D’emblée, le ton est donné. « Nous ne sommes plus dans un État de droit », a lancé Ndongo Sarr à l’ouverture de sa déclaration. Une sortie forte pour dénoncer ce qu’il qualifie de « précédent gravissime » et de « dérive préoccupante » de l’administration. Au cœur de la controverse : l’intervention jugée « brutale et illégale » du ministre de la Fonction publique dans un différend interne au CUSEMS, actuellement pendant devant les juridictions. Ce conflit, né d’un congrès contesté, continue de diviser le syndicat depuis plusieurs mois.
Selon le Secrétaire général du CUSEMS, l’administration aurait dû observer une stricte neutralité en attendant la décision de justice. Or, Olivier Boucal est accusé d’avoir rompu cet équilibre en ne conviant qu’une seule des parties aux cadres de concertation nationale. « Soit la justice est saisie et il faut attendre qu’elle tranche. Soit l’administration se substitue au juge, et alors nous ne sommes plus dans un État de droit », a martelé Ndongo Sarr, dénonçant une volonté « délibérée » de saper l’autorité judiciaire.
En invoquant le slogan gouvernemental « Jub Jubbal Jubbanti », le leader syndical pointe « une contradiction entre les engagements de transparence et les pratiques » qu’il juge partisanes. Pour lui, « en choisissant ses interlocuteurs en dehors des procédures légales, l’État abandonne son rôle d’arbitre pour devenir acteur du conflit ». « En prenant parti dans un litige pendant devant la justice, le ministre franchit une ligne rouge : celle de la neutralité de l’État. Lorsque l’État cesse d’être arbitre, c’est tout l’équilibre institutionnel qui vacille », a-t-il insisté.

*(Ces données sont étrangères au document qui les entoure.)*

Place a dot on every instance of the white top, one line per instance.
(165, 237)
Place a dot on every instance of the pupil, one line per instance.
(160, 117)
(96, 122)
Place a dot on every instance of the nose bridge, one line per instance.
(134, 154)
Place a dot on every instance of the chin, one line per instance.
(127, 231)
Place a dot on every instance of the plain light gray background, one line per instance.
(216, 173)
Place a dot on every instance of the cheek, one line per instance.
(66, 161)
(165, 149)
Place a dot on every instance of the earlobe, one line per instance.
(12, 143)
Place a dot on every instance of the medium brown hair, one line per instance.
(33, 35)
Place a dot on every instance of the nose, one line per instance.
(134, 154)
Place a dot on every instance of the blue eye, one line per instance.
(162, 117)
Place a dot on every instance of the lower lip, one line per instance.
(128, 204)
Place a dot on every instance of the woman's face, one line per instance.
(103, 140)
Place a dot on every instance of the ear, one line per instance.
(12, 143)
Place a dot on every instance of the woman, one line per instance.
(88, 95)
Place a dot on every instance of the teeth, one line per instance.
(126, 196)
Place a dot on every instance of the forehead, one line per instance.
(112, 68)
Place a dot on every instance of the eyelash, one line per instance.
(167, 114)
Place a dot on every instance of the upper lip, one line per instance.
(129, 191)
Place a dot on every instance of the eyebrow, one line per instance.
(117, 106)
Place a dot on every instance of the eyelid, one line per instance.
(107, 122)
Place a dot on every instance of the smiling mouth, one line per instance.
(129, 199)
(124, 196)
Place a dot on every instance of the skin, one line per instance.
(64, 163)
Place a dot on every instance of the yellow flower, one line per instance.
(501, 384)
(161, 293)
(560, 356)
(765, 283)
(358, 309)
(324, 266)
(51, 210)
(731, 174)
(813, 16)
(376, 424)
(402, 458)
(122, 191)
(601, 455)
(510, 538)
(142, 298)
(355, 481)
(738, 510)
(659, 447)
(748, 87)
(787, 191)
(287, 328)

Au-delà de ce bras de fer institutionnel, le CUSEMS alerte sur les véritables urgences du secteur. Le syndicat dénonce notamment les ponctions salariales jugées « abusives », ainsi que les menaces pesant sur les enseignants. Il pointe également des préoccupations majeures restées sans réponse : l’équité dans le système de rémunération, la situation des enseignants décisionnaires et leur prise en charge médicale.
Pour Ndongo Sarr, les initiatives issues de concertations « biaisées » ne sauraient engager le syndicat. Le message lancé est clair : appel à la mobilisation, à la vigilance et au refus de toute décision jugée illégitime.
« Avec ce gouvernement, on en est arrivé aux ‘Enseignants-bonds’ »
De son côté, Aliou Gningue, Secrétaire général adjoint du CUSEMS, a révélé qu’une enseignante non gréviste, en congé de maternité, s’est vu ponctionner 200 000 FCFA sur son salaire. De même, des chefs d’établissement tels que des censeurs et des principales, pourtant non-grévistes en raison de leur statut administratif, se sont retrouvés avec des salaires amputés pour faits de grève.
« Jusqu’ici, on parlait des Eurobonds et des Diaspora-bonds. Aujourd’hui, avec ce gouvernement, on en est arrivé aux ‘Enseignants-bonds’. Ces autorités ont décidé de tailler dans les salaires des enseignants pour payer les dettes du pays. Les agents du ministère des Finances qui ont fait cela doivent être identifiés et radiés. Mieux, il faut en finir avec les fonds communs », a-t-il clamé.
Enfonçant le clou, il ajoute : « Dans ce pays, tous les agents de la fonction publique veulent aller travailler au ministère des Finances. Parce que c’est le moyen le plus rapide pour se faire de l’argent sans trop se fatiguer et construire un R+2 ou un R+3 ». « Un journaliste a même affirmé que près de 120 milliards de FCFA par an seraient ainsi partagés, sous prétexte qu’ils manipulent de l’argent. Et les autres fonctionnaires de l’État dans tout cela ? », a-t-il apostrophé, avant de conclure : « On doit interdire les fonds communs au Sénégal ».